Ogie Shaw has extensive and varied experience dealing with nutrition. He served in the Army, has a degree in speech and physical education, holds a Master of Sacred Ministry degree and is certified as a Cooper Trained Health Promotion Director.

He has played baseball, basketball and football, and he studied karate in Japan, holding a second-degree black belt. He designed an off-season conditioning program for the Portland Trailblazers in 1979 and served as a consultant and instructor for the Seattle Seahawks in the use of isokinentic-aerobic exercise.

Currently, he is president of Ogie Shaw Fitness.

He could give us a wealth of knowledge on how to get fit and stay fit, and he did give a few gems that I thought might be helpful to share with you.

He really thinks a fitness program should be a consistent habit, seven days a week, about 20 minutes a day – and you should feel tired when you’re done. He said he doesn’t know why everyone tries to promote these fun workouts. As he put it, it shouldn’t be fun – it should be challenging. If we establish these habits as children, they will stay with us, just like brushing our teeth. And furthermore – children learn their habits from watching their parents or other adults they are around.
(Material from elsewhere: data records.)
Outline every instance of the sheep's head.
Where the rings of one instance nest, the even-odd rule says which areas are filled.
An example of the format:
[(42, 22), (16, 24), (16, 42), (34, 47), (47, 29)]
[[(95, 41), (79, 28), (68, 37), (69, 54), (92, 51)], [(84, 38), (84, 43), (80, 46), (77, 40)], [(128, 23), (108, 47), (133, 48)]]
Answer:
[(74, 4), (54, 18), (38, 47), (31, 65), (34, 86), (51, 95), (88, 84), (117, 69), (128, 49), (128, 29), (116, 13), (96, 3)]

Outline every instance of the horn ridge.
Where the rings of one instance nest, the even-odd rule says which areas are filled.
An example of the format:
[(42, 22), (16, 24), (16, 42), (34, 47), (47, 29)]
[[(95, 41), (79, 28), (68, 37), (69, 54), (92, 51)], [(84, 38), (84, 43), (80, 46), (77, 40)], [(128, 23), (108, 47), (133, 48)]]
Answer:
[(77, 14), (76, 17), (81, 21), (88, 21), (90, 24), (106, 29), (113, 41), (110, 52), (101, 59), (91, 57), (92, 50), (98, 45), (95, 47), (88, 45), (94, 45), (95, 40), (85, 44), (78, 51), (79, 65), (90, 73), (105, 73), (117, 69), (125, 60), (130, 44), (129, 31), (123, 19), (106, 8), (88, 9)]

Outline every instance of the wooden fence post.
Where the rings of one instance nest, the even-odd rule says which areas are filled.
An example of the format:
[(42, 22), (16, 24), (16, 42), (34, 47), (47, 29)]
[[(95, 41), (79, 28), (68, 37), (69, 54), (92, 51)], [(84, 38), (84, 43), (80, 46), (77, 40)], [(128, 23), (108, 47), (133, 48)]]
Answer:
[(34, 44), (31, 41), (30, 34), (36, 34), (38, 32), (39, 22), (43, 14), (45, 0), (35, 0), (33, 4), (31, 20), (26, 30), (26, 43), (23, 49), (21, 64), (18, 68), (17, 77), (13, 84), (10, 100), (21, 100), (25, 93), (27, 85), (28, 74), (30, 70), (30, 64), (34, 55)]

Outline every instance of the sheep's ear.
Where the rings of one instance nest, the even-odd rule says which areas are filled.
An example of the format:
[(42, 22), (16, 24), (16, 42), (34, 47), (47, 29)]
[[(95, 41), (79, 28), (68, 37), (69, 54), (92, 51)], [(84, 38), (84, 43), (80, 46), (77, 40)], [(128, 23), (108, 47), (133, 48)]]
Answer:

He is not fond of low calorie diets but to give an idea of target calories, he said to think of your target weight and, for women, multiply that number by ten. For men, multiply that number by 15. That is the number of calories you need per day – if you don’t get out of bed and do anything.

Ogie was also not fond of diets, such as the cabbage diet, in which you eat one thing for two weeks and then you have to stop. As he pointed out, the reason they make you stop is because you will die otherwise.

He also shared with us this book, “Nutripoints,” that rated all types of food on a nutrition scale. For example, a donut is -2; an egg is -12 (shocking – I thought eggs were good for you, with the exception of cholesterol); but spinach is 75. A person needs to eat at least 100 nutrition points per day. So if you wake up each morning and eat a donut for breakfast, you start your day off in the hole.

Your nutrition intake, he emphasized, is more important than your calorie intake.

Ogie said if you only do three things to try and improve your health, he recommends cutting out sugar, drinking plenty of water and stopping eating so close to bedtime.

Maybe we all (myself definitely included) should pay more attention to what we are doing and make an effort to focus on fitness.